As-tu fait un make menuconfig avant ton make ?

----------

## XxNeoNitiPheusxX

re,

 *Quote:*   

> Tu es parti de quel live CD ?

 

le minimum ou on a besoin du net

 *Quote:*   

> Est-il bien en 64 bits ?

 

non il est en X86

 *Quote:*   

> As-tu pris un stage en 64 bits et pas 32 bits ? 

 

le stage je l'ai pris en X86 et c'est un stage3

 *Quote:*   

> As-tu fait un make menuconfig avant ton make ?

 

 oui je l'ai configuré avant ...

----------

## loopx

si tu as un 64 bits, faut prendre pour le 64 bits   :Wink: 

----------

## titoucha

L'erreur est que tu veux compiler et installer un kernel configurer pour du 64bits dans un système 32bits, il faut que tu choisis, soit tu configures ton kernel en 32bits, soit tu prends un système minimum 64bits.

----------

## XxNeoNitiPheusxX

slt !!

je n'ai rien fais de spéciale au niveaux du systéme ou au niveaux du kernel ..   :Rolling Eyes: 

j'ai suivis à la lettre la doc en ligne et j'ai rien modifier sauf au niveaux du kernel j'ai rajouter des options wifi et bluetooth ainsi que certaines options dis dans la doc c'est tous .......... donc ou est le probléme de conflis entre le 32 et 64 bits car je vois pas ou il ce situe ???

----------

## titoucha

Je pense que c'est le choix du processeur, tu as du mettre core 2 ce qui va te compiler un système en 64bits, il te faut choisir le P4 comme processeur pour avoir du 32bits.

----------

## XxNeoNitiPheusxX

A la base il étais sur Generic-X86-64 et même en choisissant Intel P4 / older Netburst based Xeon toujours la même erreur

PS : si je prend un cd 64bits j'aurais pas de probléme a faire fonctionner mon wifi et mes applications tels que netbeans , xampp , fish , et autres ???

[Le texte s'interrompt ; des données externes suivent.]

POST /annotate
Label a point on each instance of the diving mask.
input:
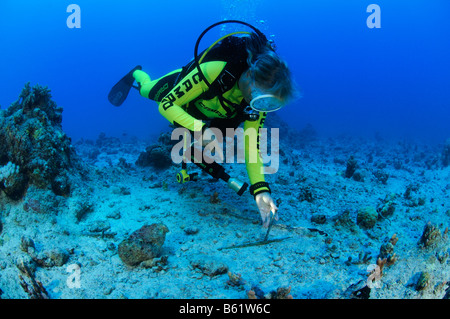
(266, 103)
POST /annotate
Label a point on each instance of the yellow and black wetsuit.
(184, 98)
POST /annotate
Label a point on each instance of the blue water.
(393, 80)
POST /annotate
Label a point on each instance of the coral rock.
(143, 244)
(367, 217)
(32, 138)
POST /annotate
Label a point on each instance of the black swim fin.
(119, 92)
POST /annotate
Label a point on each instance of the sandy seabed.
(330, 253)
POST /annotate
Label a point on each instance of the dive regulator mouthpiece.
(238, 186)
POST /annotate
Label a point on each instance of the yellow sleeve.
(253, 159)
(189, 88)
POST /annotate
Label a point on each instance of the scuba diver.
(215, 90)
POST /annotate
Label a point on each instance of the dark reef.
(33, 147)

PS2 : un systeme 32bits reconnait pas un Core 2 Duo ??  Faut-il obligatoirement un system en 64bits pour qu'il le reconnaisse ???  car honnaitement j'ai toujours pas saisie la difference entre du 32bits et du 64bits ...

----------

## darkangel92

ba nan y a pas de sushi en 64 bits   :Wink:   tu peux foncer   :Cool: 

----------

## XxNeoNitiPheusxX

ok je viens de dl et de graver IA64 donc je vais voir si c'est ok merki de vos reponses ...

PS : le cd IA64 n'est pas bootable je l'ai telecharger au moin 3 fois et gravé sur 3 cdr different et 1 cdrw il boot pas alors que le X86 est bootable merci de m'éclairerLast edited by XxNeoNitiPheusxX on Thu Dec 13, 2007 4:50 pm; edited 1 time in total

----------

## kopp

 *titoucha wrote:*   

> Je pense que c'est le choix du processeur, tu as du mettre core 2 ce qui va te compiler un système en 64bits, il te faut choisir le P4 comme processeur pour avoir du 32bits.

 

Faux, j'ai mis core2 et j'ai un système 32 bits, et ça marche  :Wink: 

Par contre, je ne sais pas ce qui fait qu'un noyau est compilé en 32 ou 64 bits...

----------

## kopp

 *XxNeoNitiPheusxX wrote:*   

> ok je viens de dl et de graver IA64 donc je vais voir si c'est ok merki de vos reponses

 

hum, c'est pas IA64 qu'il faut, mais amd64

IA64 c'est pour les itaniums....

----------

## titoucha

Alors là je ne sais pas non plus ce qui fait que ton kernel avec l'options core 2 est en 64bits ou en 32bits.   :Shocked: 

----------

## XxNeoNitiPheusxX

moi non plus je sais pas mais pas grave je vais tous refaire en prenant le AMD64 comme conseiller par kopp

----------

## XxNeoNitiPheusxX

 :Crying or Very sad:   le  AMD64  non plus il est pas bootable alors je comprend plus rien .... pourtant le X86 est bootable vous pouvez m'expliquer ???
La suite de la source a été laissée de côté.